Background The RCOG guideline on the management of stillbirth recommends a variety of investigations to identify potential causes including: post-mortem (PM), placental histopathology and blood tests. There is little data regarding the detection rates of these investigations and this strategy has significant cost implications, we estimate that the complete investigations cost £1283 per case, giving a national annual cost of ∼£5.2M. We aimed to determine which investigations are done after stillbirth and which are most cost-effective.
Methods All stillbirths between October 2009 and December 2010 were reviewed (n=44). We determined which investigations were undertaken and whether they provided information which changed or supported the diagnosis of conditions linked to stillbirth. Cost effectiveness was calculated as cost/number of cases diagnosed.

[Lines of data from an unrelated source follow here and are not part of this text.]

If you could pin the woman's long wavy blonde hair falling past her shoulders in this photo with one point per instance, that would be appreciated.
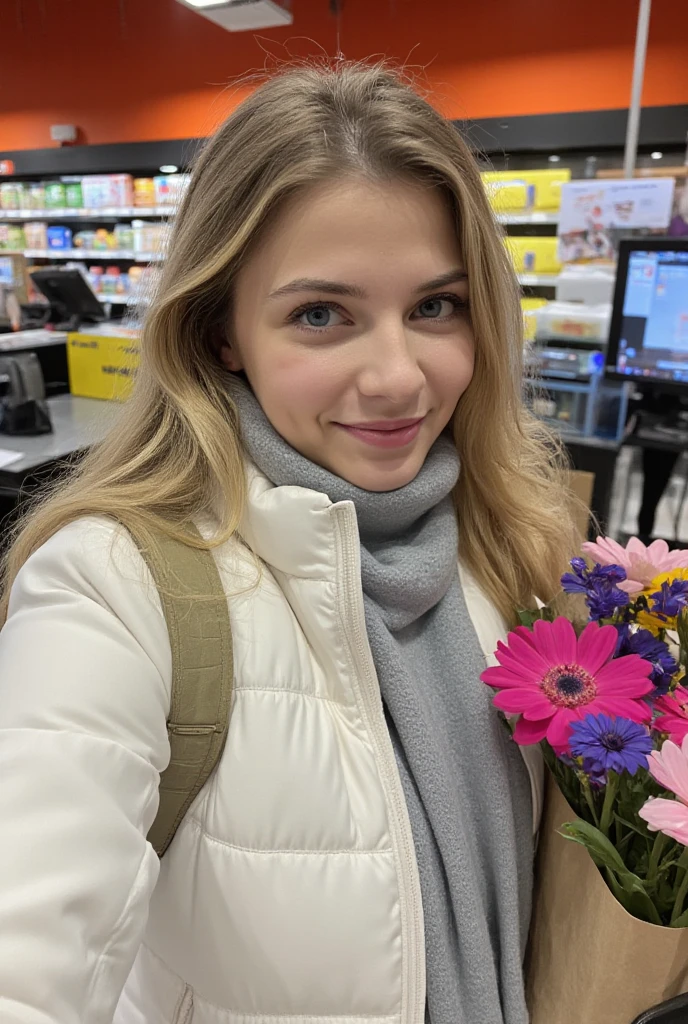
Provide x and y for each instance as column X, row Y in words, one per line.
column 179, row 447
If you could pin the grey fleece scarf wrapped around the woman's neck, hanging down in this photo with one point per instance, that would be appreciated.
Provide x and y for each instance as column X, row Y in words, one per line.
column 465, row 784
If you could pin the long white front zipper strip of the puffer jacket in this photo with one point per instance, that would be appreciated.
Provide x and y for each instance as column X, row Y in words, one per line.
column 413, row 940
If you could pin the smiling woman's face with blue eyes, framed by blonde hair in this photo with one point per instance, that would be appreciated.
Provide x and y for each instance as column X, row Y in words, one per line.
column 351, row 322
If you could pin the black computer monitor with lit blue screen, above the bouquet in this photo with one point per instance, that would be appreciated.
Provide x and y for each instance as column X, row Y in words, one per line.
column 649, row 335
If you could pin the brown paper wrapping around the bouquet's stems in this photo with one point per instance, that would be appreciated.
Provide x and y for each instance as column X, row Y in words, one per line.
column 589, row 961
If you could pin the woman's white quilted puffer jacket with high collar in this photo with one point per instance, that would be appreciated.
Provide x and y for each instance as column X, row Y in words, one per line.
column 290, row 894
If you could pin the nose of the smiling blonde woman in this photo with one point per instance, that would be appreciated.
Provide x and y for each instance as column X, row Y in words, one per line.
column 390, row 366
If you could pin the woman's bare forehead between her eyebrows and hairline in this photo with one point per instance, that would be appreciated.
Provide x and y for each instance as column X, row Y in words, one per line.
column 357, row 228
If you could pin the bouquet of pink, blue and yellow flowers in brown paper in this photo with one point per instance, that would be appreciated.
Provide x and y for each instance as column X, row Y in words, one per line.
column 601, row 692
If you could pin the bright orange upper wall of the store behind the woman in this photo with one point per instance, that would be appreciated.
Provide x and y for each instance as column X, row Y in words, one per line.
column 131, row 70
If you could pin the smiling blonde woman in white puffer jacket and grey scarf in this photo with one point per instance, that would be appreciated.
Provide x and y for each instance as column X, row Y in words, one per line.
column 338, row 291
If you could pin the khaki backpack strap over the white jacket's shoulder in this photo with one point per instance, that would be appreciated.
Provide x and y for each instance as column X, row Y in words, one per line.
column 198, row 621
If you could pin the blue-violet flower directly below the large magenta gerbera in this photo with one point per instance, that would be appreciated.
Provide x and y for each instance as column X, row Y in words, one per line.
column 609, row 744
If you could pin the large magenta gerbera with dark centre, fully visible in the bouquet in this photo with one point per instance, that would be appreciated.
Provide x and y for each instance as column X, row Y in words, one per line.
column 552, row 679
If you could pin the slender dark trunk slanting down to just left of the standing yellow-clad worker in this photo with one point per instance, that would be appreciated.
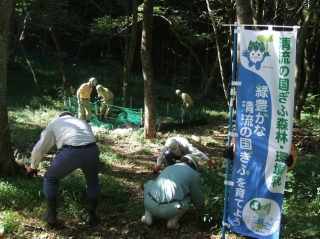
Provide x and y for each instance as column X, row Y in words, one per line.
column 66, row 83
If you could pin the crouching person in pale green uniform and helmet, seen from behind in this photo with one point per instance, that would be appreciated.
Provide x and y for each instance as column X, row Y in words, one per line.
column 173, row 192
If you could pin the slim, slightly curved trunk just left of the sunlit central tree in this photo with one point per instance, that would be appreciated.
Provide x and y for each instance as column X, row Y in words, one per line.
column 130, row 51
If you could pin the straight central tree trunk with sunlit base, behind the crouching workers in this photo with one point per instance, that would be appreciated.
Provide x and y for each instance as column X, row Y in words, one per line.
column 150, row 127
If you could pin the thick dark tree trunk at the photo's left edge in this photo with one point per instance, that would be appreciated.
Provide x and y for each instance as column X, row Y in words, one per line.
column 7, row 161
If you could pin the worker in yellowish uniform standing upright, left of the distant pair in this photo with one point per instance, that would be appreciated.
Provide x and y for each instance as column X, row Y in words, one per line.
column 83, row 95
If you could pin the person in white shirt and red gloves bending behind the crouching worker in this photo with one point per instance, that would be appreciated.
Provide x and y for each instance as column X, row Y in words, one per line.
column 175, row 148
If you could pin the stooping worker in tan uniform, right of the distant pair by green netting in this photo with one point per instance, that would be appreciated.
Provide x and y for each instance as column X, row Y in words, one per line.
column 107, row 101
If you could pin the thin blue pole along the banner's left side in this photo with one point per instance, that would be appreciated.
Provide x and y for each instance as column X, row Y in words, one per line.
column 232, row 90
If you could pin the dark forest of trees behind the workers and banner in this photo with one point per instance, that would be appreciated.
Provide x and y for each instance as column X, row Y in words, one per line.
column 54, row 46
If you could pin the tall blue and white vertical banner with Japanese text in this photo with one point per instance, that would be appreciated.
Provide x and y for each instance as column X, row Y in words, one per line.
column 264, row 119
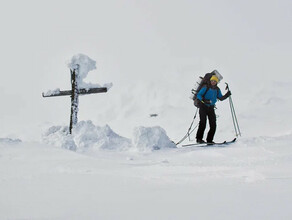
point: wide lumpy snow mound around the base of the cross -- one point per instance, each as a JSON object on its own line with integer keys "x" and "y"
{"x": 86, "y": 137}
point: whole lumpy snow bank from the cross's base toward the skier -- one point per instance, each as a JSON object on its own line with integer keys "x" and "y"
{"x": 89, "y": 137}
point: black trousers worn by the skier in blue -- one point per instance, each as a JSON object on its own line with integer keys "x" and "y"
{"x": 205, "y": 112}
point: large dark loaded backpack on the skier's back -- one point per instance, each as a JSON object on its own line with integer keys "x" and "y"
{"x": 203, "y": 81}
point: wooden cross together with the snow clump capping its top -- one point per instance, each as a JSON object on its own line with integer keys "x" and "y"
{"x": 79, "y": 66}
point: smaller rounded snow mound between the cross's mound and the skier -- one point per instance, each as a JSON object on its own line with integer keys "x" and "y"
{"x": 151, "y": 138}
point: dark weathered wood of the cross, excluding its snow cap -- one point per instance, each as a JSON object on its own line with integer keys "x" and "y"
{"x": 74, "y": 93}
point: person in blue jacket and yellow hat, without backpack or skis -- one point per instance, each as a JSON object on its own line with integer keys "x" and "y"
{"x": 208, "y": 96}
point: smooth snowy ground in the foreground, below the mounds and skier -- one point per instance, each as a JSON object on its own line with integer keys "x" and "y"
{"x": 250, "y": 179}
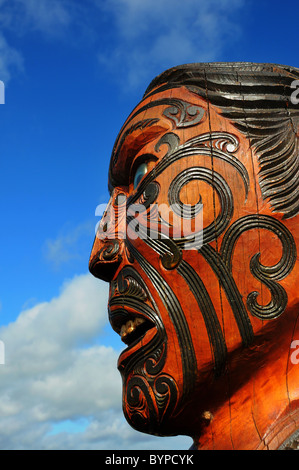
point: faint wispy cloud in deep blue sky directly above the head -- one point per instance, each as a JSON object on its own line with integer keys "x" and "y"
{"x": 149, "y": 37}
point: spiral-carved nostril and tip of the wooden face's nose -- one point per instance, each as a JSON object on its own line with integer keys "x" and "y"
{"x": 105, "y": 258}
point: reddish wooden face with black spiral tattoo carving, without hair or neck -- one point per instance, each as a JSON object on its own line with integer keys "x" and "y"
{"x": 197, "y": 261}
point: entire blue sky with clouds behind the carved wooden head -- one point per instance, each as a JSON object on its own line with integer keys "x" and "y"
{"x": 73, "y": 70}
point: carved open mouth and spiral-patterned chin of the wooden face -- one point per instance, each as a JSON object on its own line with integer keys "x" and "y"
{"x": 149, "y": 393}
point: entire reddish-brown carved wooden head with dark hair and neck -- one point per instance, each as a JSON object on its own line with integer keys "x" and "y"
{"x": 199, "y": 243}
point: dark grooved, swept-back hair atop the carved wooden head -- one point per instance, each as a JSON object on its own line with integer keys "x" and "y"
{"x": 256, "y": 99}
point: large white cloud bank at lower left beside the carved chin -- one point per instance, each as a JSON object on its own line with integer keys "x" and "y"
{"x": 57, "y": 370}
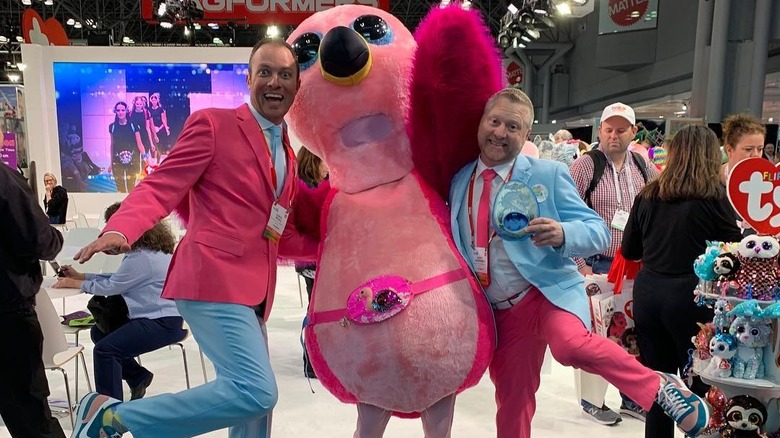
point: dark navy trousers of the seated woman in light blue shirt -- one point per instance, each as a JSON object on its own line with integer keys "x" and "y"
{"x": 114, "y": 352}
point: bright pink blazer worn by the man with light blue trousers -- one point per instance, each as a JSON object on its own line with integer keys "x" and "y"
{"x": 219, "y": 174}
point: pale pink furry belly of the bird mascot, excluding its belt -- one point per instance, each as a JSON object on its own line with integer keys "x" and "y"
{"x": 429, "y": 350}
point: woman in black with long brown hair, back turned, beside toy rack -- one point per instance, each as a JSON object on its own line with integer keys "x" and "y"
{"x": 664, "y": 313}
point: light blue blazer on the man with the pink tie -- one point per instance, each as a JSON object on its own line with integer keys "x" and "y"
{"x": 552, "y": 271}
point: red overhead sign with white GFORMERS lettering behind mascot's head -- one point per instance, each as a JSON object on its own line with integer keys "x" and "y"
{"x": 263, "y": 11}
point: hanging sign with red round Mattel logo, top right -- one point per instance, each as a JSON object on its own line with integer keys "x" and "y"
{"x": 626, "y": 15}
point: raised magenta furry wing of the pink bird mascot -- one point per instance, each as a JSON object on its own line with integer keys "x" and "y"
{"x": 446, "y": 108}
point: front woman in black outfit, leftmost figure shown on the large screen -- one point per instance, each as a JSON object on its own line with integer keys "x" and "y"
{"x": 127, "y": 149}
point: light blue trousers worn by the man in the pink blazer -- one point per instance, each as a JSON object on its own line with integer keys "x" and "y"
{"x": 242, "y": 395}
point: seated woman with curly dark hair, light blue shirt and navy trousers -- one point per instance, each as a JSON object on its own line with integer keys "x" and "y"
{"x": 153, "y": 322}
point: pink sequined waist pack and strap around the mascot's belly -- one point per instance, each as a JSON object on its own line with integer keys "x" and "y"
{"x": 383, "y": 297}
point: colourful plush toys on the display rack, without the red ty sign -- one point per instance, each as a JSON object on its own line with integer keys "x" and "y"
{"x": 738, "y": 319}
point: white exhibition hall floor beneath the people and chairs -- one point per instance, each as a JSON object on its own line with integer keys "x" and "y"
{"x": 312, "y": 412}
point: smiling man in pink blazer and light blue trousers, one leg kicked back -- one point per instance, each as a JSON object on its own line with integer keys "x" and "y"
{"x": 231, "y": 176}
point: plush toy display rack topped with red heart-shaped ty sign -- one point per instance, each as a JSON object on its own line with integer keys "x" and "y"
{"x": 738, "y": 352}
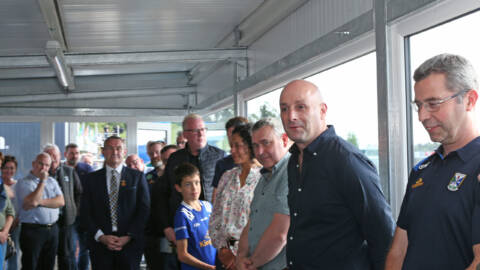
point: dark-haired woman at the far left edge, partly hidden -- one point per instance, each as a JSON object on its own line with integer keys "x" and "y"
{"x": 9, "y": 169}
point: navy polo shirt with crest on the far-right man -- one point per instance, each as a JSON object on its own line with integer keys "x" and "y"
{"x": 441, "y": 210}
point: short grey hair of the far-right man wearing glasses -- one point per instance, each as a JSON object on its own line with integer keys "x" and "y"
{"x": 459, "y": 72}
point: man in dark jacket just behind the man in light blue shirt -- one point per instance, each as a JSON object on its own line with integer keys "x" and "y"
{"x": 70, "y": 184}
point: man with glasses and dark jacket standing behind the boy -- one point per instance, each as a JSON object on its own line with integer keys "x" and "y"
{"x": 196, "y": 152}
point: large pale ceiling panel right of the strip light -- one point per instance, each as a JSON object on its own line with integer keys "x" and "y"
{"x": 150, "y": 25}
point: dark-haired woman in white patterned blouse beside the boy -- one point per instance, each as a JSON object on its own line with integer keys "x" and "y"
{"x": 234, "y": 195}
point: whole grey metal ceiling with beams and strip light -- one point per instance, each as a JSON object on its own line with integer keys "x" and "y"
{"x": 69, "y": 57}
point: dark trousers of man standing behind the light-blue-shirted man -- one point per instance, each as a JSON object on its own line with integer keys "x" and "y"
{"x": 66, "y": 249}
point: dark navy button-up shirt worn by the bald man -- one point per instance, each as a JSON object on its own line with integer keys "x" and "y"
{"x": 339, "y": 218}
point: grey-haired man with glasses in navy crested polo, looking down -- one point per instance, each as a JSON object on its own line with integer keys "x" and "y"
{"x": 439, "y": 222}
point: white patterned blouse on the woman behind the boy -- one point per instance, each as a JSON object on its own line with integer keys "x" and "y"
{"x": 232, "y": 206}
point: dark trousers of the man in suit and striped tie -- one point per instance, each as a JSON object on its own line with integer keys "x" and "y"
{"x": 126, "y": 259}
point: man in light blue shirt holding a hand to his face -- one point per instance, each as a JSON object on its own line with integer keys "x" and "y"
{"x": 40, "y": 197}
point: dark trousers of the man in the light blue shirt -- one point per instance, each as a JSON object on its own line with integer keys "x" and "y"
{"x": 39, "y": 247}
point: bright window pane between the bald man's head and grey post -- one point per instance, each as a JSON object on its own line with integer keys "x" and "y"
{"x": 352, "y": 102}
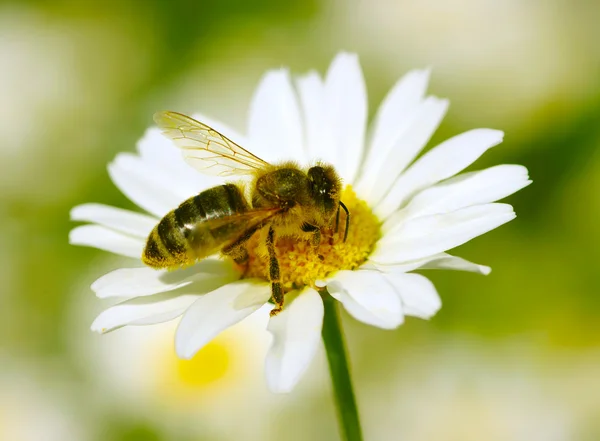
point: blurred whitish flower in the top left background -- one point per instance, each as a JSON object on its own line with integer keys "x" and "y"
{"x": 53, "y": 67}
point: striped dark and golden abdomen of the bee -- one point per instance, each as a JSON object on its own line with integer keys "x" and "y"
{"x": 184, "y": 234}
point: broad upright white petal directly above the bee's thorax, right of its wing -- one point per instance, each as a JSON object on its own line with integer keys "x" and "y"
{"x": 275, "y": 126}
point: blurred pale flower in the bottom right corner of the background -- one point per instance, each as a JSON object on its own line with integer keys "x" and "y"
{"x": 469, "y": 390}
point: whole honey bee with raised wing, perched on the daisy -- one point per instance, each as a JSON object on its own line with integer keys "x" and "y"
{"x": 283, "y": 200}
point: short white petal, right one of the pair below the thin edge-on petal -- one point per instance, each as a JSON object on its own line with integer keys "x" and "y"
{"x": 418, "y": 295}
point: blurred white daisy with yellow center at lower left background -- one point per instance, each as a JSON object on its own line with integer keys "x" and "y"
{"x": 137, "y": 373}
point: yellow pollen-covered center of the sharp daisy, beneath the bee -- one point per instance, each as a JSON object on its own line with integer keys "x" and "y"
{"x": 302, "y": 264}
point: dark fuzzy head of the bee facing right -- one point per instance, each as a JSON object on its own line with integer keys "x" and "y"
{"x": 324, "y": 187}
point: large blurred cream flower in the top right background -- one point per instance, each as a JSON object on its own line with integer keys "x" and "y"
{"x": 508, "y": 59}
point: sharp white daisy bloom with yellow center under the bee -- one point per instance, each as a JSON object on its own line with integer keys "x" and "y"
{"x": 406, "y": 211}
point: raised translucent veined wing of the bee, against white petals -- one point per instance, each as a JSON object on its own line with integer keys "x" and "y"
{"x": 205, "y": 149}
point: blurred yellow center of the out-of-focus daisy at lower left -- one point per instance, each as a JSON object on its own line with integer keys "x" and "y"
{"x": 209, "y": 364}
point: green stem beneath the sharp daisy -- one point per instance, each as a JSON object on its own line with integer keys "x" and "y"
{"x": 333, "y": 338}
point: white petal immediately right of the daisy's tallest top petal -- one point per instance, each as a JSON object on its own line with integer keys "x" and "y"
{"x": 397, "y": 107}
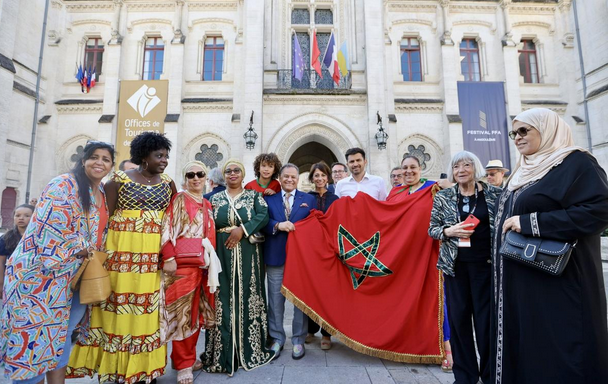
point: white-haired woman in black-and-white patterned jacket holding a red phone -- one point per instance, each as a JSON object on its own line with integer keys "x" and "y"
{"x": 463, "y": 218}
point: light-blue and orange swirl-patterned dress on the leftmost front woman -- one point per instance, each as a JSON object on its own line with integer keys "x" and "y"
{"x": 37, "y": 299}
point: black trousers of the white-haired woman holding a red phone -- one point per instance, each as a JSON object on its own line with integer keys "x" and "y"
{"x": 468, "y": 294}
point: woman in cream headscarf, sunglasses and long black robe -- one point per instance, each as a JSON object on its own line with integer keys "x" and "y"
{"x": 545, "y": 328}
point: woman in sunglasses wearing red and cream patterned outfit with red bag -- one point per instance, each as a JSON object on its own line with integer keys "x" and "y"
{"x": 190, "y": 271}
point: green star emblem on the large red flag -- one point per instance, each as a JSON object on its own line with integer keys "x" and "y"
{"x": 358, "y": 275}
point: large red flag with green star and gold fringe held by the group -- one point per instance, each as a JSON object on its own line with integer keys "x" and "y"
{"x": 366, "y": 272}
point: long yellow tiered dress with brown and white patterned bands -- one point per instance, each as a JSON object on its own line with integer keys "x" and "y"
{"x": 124, "y": 344}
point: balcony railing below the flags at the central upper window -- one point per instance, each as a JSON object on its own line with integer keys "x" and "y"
{"x": 312, "y": 81}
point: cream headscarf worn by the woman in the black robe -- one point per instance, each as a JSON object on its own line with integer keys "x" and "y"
{"x": 556, "y": 144}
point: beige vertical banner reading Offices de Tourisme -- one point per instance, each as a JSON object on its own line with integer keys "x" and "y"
{"x": 142, "y": 107}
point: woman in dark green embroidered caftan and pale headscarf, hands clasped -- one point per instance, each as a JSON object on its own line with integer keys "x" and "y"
{"x": 239, "y": 336}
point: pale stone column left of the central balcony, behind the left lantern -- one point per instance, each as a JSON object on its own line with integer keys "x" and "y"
{"x": 252, "y": 73}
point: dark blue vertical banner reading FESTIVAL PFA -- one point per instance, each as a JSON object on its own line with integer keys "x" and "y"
{"x": 485, "y": 125}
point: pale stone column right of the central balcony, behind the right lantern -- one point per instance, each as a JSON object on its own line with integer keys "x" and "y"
{"x": 378, "y": 160}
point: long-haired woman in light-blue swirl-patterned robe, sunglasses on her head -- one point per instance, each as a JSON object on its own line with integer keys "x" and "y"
{"x": 40, "y": 311}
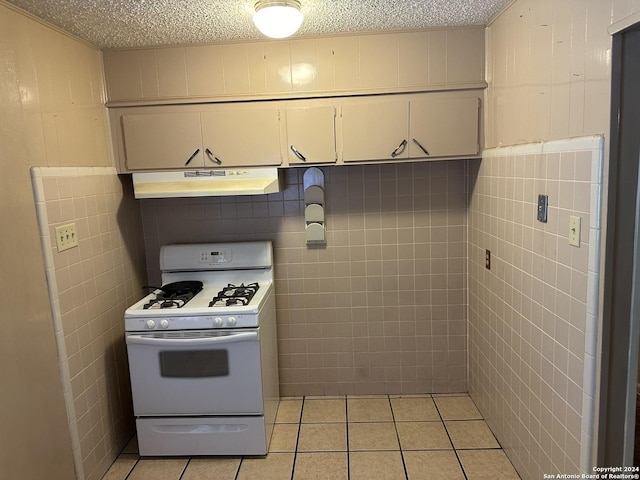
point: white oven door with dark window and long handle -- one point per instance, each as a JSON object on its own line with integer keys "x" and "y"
{"x": 203, "y": 372}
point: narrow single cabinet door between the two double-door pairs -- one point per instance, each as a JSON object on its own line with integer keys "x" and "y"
{"x": 311, "y": 134}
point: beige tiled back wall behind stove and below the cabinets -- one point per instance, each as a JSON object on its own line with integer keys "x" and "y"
{"x": 381, "y": 308}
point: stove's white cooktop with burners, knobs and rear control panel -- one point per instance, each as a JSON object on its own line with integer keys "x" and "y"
{"x": 206, "y": 286}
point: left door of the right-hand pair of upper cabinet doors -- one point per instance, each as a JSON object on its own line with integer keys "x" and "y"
{"x": 375, "y": 131}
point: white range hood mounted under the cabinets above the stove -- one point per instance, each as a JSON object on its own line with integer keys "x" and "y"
{"x": 206, "y": 183}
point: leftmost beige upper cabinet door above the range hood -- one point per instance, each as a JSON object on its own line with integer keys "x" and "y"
{"x": 162, "y": 140}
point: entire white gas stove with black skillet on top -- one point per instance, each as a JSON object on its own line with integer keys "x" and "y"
{"x": 203, "y": 352}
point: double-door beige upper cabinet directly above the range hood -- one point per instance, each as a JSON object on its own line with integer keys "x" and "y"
{"x": 206, "y": 137}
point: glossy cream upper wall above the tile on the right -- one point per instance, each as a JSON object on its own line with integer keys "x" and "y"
{"x": 549, "y": 68}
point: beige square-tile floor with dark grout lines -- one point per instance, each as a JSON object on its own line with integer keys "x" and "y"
{"x": 382, "y": 437}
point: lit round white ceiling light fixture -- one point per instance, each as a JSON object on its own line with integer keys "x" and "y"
{"x": 278, "y": 19}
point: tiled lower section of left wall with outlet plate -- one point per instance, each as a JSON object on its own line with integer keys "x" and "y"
{"x": 90, "y": 286}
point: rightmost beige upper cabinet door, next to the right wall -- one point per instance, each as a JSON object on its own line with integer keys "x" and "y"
{"x": 443, "y": 127}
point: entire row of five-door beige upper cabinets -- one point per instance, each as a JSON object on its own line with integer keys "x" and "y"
{"x": 363, "y": 129}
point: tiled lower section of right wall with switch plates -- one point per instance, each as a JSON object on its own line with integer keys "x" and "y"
{"x": 533, "y": 316}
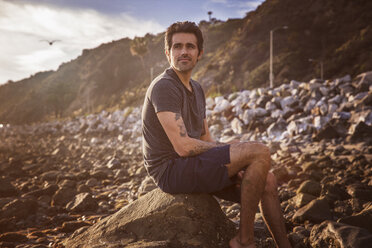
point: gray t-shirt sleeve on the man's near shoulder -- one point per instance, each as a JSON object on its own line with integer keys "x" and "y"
{"x": 165, "y": 96}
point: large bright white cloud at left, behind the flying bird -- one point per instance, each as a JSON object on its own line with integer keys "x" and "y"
{"x": 24, "y": 25}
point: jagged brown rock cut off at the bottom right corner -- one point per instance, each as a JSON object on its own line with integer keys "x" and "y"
{"x": 329, "y": 233}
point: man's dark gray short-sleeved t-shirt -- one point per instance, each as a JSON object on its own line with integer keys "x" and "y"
{"x": 168, "y": 93}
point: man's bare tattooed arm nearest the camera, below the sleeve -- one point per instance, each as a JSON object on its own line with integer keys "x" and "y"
{"x": 175, "y": 129}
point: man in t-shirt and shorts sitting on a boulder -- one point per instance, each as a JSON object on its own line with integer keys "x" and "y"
{"x": 181, "y": 156}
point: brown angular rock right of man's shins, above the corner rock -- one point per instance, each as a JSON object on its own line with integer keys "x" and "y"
{"x": 316, "y": 211}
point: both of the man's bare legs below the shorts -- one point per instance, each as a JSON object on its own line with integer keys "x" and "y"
{"x": 256, "y": 185}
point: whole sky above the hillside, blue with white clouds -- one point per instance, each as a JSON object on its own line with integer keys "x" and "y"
{"x": 26, "y": 26}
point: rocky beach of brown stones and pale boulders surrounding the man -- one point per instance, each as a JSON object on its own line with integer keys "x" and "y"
{"x": 62, "y": 177}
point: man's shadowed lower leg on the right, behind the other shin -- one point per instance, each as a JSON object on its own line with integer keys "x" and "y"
{"x": 272, "y": 214}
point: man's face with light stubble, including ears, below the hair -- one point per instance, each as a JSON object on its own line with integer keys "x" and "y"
{"x": 184, "y": 53}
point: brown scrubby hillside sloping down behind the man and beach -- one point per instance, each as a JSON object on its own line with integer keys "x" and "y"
{"x": 111, "y": 76}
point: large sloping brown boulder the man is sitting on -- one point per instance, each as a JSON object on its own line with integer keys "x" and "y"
{"x": 181, "y": 220}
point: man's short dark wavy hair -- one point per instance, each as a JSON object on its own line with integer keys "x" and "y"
{"x": 183, "y": 27}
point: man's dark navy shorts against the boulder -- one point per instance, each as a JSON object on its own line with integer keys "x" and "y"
{"x": 204, "y": 173}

Results The uptake of investigations was: PM (36%), placental histology (80%), HbA1c (36%), bile acids (20%), pre-eclampsia screen (34%), thrombophilia screen (66%) and cytogenetics (30%). No patients had a complete set of investigations despite the presence of a guideline. The cost per information obtained was greatest for cytogenetics (£3069) and least for bile acids (£45). Placental histology was more cost effective than PM (£102 vs £1733).
Conclusions The presence of a clear guideline does not guarantee complete investigation of cases of stillbirth. Although this data is preliminary, it suggests that some investigations (placental histology and serum biochemistry) may be more cost effective than others, which may be selected for specific circumstances. Large scale studies involving health economics are needed to determine which investigations are most appropriate after stillbirth.